One emerges from the Gallery with that sense of elation which only masterpieces can arouse. I have often found that in moments of depression, in those sad moments when man appears to be a maniac scattering dust, it is a salutary experience to visit a collection of fine pictures and thereby to have one's faith restored. One enters feeling bruised and exhausted by the rattle of this angry world and in a second one is transported into an atmosphere of calm. Here assuredly is evidence that man can act without self-interest, that man can make and convey beauty, that man can create things which are independent of economic theory and entirely divorced from determinism. I like to believe that Leonardo really wrote: "Cosa bella mortal' passa: ma non d'arte" ; and that there are certain expressions of human genius which are independent of space and time. I am refreshed when I can observe evidence of the perfect- ibility of mankind ; and the contemplation of the masterpieces of painting and sculpture do in fact produce in me that comforting illusion. I am assured, however, by those who devote their lives to the study of art that this is an amateurish experience. For them the contemplation of masterpieces does not produce that sense of elation which I invariably derive ; they are so saddened by bad pictures that the delight which they take in good pictures is poisoned at the source. To derive nothing but pleasure from a visit to an art gallery indicates, so they assure me, that one cannot really know much about art.

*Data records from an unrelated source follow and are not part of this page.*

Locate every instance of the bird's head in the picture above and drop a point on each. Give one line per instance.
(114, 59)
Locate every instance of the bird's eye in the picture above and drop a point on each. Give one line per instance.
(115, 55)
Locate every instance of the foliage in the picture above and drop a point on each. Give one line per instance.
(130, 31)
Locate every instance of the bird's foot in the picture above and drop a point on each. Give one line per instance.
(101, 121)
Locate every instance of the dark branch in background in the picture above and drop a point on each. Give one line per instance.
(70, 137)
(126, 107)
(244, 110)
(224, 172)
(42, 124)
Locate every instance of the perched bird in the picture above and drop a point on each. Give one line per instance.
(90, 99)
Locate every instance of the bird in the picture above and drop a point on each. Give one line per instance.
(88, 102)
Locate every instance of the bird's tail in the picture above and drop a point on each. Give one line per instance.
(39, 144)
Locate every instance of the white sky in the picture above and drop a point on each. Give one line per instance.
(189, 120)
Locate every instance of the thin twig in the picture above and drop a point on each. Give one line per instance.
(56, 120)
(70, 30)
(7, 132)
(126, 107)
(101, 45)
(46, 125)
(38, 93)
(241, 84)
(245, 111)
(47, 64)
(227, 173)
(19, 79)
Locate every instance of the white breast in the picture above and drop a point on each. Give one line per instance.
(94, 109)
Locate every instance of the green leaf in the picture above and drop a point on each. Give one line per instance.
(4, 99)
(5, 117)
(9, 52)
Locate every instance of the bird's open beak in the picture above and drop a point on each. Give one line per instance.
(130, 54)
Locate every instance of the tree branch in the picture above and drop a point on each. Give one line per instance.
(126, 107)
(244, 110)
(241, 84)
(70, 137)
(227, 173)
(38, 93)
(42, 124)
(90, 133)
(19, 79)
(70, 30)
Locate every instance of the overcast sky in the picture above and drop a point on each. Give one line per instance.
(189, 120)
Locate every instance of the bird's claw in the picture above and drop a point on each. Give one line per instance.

I should hesitate to credit these pessimistic assertions, were it not that I often experience similar reactions in regard to books. Really bad books do not disturb me any more than really bad pictures disturb the art expert. But the depression caused by books which have all the appearance of being good books, but which are in fact incompetent or insincere, is for me like a lump of lead upon the soul. I do not say that it makes me appreciate good books any the less, but I do admit that it robs me of the elation which writing ought to produce. A masterpiece which does not create that sense of elation is not a masterpiece ; and books which have all the appear- ance of masterpieces while being in fact trivial or insincere do create doubt and depression in the mind. It is perhaps a good thing therefore that I know so little about pictures. Were I also an art expert, I might be saddened by the second-rate, and I should not be able to leave the Glasgow Art Gallery rejoicing in man's unconquer- able mind, or feeling as I recross the murky Kelvin that I have spent two hours on Cythera.